Most likely one of these commands will help:

curl -fsSL https://get.nextflow.io | bash
# OR
conda install -c bioconda nextflow

Alternatively, you can use utils.install_nf_if_not_installed function:

from py_nf.utils import install_nf_if_not_installed
# nf_executable -> absolute path to Nextflow executable
nf_executable = install_nf_if_not_installed()

Py_nf library

To install py_nf itself do the following:

python3 setup.py bdist_wheel
pip3 install dist/py_nf-0.1.0-py3-none-any.whl

Usage

Basic usage scenario looks like this:

# import py_nf library:
from py_nf.py_nf import Nextflow

# initiate nextflow handler
# here you can define parameters such as executor, amount of memory per job
# and so on, see Nextflow class parameters section for details
nf = Nextflow(executor="local", project_name="project", cpus=4)

# then generate a joblist
# this must be a list (or other iterable such as tuple or even a generator) of strings
# where each string is a command
joblist = ["script.py in/1.txt out/1.txt",
           "script.py in/2.txt out/2.txt"
           "script.py in/3.txt out/3.txt"
           "script.py in/4.txt out/4.txt"
           "script.py in/5.txt out/5.txt"]

# then execute this joblist using Nextflow
status = nf.execute(joblist)

# look at return status, there are 2 cases: either 0 or something else
if status == 0:
    # 0 means that Nextflow pipeline was executed without errors
    # enjoy your results
    pass
else:
    # sadly, the pipeline failed
    # py_nf doesn't terminate the program in this case to let user
    # to do some cleanup, for example
    # please read nextflow output messages and logs to figure out
    # what exactly happened
    # do_some_cleanup()
    exit(1)

Important:

please use absolute pathways in your commands!

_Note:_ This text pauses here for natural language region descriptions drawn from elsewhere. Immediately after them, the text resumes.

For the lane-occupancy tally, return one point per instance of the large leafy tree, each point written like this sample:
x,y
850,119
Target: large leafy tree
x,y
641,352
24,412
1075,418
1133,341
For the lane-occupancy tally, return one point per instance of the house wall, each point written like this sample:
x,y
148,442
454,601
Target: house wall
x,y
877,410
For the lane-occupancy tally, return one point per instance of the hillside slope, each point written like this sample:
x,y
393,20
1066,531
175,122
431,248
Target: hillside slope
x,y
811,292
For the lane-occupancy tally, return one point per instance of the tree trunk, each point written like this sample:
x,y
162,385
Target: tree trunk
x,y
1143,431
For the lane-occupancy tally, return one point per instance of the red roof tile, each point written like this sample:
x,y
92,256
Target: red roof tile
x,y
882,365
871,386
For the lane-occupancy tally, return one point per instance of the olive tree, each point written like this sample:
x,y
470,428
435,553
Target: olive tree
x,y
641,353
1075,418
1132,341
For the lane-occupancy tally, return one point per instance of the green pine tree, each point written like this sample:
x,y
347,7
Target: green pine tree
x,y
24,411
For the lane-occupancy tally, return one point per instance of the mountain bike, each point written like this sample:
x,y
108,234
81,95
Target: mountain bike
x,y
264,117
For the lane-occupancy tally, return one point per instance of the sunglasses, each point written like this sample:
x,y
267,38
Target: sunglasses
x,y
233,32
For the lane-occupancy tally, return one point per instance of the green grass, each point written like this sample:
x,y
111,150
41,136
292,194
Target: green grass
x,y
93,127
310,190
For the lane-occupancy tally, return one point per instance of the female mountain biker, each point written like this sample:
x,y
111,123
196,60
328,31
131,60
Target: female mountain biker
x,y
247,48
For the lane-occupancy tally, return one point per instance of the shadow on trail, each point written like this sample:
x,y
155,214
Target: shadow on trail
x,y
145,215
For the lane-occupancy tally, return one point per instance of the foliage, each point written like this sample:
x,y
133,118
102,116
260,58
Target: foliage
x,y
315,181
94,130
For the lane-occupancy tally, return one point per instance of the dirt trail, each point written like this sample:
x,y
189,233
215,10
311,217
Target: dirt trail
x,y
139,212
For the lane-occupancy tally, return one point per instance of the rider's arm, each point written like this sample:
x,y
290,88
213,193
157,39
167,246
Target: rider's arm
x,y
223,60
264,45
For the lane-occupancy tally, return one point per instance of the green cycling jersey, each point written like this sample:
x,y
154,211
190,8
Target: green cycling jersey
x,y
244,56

You can use utils.paths_to_abspaths_in_joblist function:

from py_nf.utils import paths_to_abspaths_in_joblist

joblist = ["script.py in/1.txt out/1.txt -p",
           "script.py in/2.txt out/2.txt -p"
           "script.py in/3.txt out/3.txt -p"
           "script.py in/4.txt out/4.txt -p"
           "script.py in/5.txt out/5.txt -p"]

abs_path_joblist = paths_to_abspaths_in_joblist(joblist)

This function will search for file or directory paths in your batch and then replace them with absolute paths.

For example, this command:

script.py in/1.txt out/1.txt -p

Will be replaced with something like this:

/home/user/proj/script.py /home/user/proj/in/1.txt /home/user/proj/out/1.txt -p

Read more about nextflow executors

Nextflow supports a wide range of cluster schedulers, please read about them and acceptable parameters here.

Nextflow class parameters

You can initiate Nextflow() class with the parameters listed here. Most of these options reproduce Nextflow process parameters, you can read about them in the documentation.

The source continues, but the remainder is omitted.